The Constitution has evolved over time, following political developments in the region's history, including its brief declaration of independence in 1991 and subsequent reunification with Uzbekistan in 1992 under an agreement that allowed for the constitutional right of secession. However, recent amendments proposed by Uzbekistan's government in 2022, and subsequently dropped, raised concerns about the potential erosion of Karakalpakstan's autonomy, sparking 2022 Karakalpak protests.

== History ==
Following the establishment of the Soviet Union, the process of boundary delimitation took place under Joseph Stalin in Central Asia by the local communist organizations under the influence of ethnic nationalist intellectuals and were made on the basis of late Tsarist and early Soviet census data. As new borders were drawn, bilingualism and multinational identities in the areas were common while the divisions of language and ethnicity was often seen by the urban–rural political divide. The Karakalpak Autonomous Oblast was formed in 1925 within the Kazakh Autonomous Socialist Soviet Republic and was transferred to the Russian Soviet Federative Socialist Republic where in 1932, it became the Karakalpak Autonomous Soviet Socialist Republic and was fully integrated into the Uzbek Soviet Socialist Republic in 1936 where it retained its status quo as an autonomy.

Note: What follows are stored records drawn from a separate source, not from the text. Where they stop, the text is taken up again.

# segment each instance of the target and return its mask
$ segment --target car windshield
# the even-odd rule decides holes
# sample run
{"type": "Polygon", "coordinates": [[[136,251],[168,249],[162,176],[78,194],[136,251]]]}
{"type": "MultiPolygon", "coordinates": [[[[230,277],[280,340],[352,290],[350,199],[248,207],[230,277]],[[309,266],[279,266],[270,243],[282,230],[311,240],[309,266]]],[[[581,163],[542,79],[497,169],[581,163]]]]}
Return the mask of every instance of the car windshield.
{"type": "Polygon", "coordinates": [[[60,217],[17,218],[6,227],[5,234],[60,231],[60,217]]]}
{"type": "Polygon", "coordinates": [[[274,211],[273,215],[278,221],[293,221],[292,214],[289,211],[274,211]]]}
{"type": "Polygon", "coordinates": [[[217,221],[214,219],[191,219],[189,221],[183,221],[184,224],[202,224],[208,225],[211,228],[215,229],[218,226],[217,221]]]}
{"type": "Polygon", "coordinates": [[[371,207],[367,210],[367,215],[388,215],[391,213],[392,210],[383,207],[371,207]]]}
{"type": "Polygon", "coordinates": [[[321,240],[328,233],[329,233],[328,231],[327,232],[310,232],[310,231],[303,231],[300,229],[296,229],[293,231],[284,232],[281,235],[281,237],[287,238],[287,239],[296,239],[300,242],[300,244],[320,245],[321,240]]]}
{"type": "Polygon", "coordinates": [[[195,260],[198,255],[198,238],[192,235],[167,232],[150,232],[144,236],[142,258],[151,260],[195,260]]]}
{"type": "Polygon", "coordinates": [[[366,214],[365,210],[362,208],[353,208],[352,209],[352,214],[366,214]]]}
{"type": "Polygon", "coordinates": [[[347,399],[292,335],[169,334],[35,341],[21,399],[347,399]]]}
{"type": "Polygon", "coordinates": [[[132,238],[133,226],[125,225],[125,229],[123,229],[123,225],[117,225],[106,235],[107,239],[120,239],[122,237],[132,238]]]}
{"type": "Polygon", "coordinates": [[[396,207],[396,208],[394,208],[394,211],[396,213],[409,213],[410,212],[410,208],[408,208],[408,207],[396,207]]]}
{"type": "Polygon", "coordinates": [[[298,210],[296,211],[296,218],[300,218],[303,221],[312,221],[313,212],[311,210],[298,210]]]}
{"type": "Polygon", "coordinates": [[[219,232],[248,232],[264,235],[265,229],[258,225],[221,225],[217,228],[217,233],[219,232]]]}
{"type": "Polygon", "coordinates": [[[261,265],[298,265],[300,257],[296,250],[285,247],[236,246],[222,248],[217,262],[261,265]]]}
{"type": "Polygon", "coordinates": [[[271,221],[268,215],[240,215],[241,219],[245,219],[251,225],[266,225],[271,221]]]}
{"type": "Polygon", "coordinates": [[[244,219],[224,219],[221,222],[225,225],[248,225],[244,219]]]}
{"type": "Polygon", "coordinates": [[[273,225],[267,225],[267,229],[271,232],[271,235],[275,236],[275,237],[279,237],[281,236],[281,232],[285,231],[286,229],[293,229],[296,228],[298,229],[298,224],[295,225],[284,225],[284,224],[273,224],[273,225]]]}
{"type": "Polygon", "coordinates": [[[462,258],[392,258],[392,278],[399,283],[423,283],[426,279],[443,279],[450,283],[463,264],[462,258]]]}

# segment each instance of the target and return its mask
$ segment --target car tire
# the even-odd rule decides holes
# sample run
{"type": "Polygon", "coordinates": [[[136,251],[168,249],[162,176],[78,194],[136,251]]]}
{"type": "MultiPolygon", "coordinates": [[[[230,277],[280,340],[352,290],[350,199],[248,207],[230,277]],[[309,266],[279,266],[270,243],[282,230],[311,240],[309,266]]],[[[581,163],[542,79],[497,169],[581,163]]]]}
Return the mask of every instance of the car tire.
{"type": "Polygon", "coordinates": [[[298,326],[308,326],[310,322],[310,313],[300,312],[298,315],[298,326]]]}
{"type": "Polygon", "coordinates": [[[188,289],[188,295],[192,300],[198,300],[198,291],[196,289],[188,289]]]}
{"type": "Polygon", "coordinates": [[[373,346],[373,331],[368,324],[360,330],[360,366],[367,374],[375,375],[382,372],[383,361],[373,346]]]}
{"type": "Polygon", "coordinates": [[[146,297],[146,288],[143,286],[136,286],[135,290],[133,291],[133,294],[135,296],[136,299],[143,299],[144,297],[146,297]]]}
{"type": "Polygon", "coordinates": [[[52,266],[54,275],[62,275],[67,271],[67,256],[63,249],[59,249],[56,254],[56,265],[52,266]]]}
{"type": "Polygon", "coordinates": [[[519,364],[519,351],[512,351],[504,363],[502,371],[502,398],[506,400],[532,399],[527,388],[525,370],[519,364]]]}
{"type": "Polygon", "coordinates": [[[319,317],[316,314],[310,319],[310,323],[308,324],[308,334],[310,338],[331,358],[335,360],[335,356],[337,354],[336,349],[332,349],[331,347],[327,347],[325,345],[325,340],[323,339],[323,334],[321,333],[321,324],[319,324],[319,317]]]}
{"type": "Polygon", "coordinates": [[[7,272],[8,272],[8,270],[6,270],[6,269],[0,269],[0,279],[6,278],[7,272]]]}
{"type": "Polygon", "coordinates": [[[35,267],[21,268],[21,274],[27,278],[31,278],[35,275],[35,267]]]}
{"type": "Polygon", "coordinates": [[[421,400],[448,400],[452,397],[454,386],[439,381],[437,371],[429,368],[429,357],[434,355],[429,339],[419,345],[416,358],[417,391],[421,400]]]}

In December 1990, the Supreme Council of the Karakalpak Autonomous Soviet Socialist Republic, then part of the Uzbek SSR, issued a Declaration on State Sovereignty. This declaration introduced the possibility of Karakalpakstan pursuing independence from the Uzbek SSR and potentially from the Soviet Union, contingent on approval by the citizens of Karakalpakstan through a referendum. In 1991, Karakalpakstan proclaimed its independence from the Soviet Union, but in 1992, it rejoined Uzbekistan under the agreement that it would maintain its autonomy. In 1993, Karakalpakstan entered into a 20-year reunification agreement with the central government in Tashkent, which secured the republic's constitutional right to hold a referendum on secession from Uzbekistan. The agreement stipulated that after 20 years, the parties would either extend the agreement or the Karakalpaks would have the opportunity to vote on independence. However, no referendum was held in 2013.

On June 27, 2022, President Shavkat Mirziyoyev proposed constitutional amendments to the Constitution of Uzbekistan itself. Uzbekistan then initiated constitutional amendments that included eliminating the terms "sovereign" and the right of secession for Karakalpakstan. The proposed changes sparked discontent among Karakalpaks, who protested both online and in the streets, with authorities responding by limiting internet access and restricting discussions. Mirziyoyev later announced the withdrawal of the proposed changes to the constitution.

== Content ==
=== Preamble ===
The preamble of the Constitution of the Republic of Karakalpakstan declares the people's commitment to human rights, Karakalpak state sovereignty, democracy, and social justice. The preamble sets goals of establishing a humane, democratic, and lawful state that ensures dignity, civil peace, and national unity for all citizens.

=== Chapters ===
The Constitution of Karakalpakstan defines it as a sovereign democratic republic within Uzbekistan, with Nukus as its capital. It guarantees the region's right to self-governance and outlines citizens' fundamental rights, including equality, freedom of expression, movement, and religious belief. Karakalpakstan maintains its own state symbols, official languages (Karakalpak and Uzbek), and an administrative structure aligned with Uzbekistan's constitution.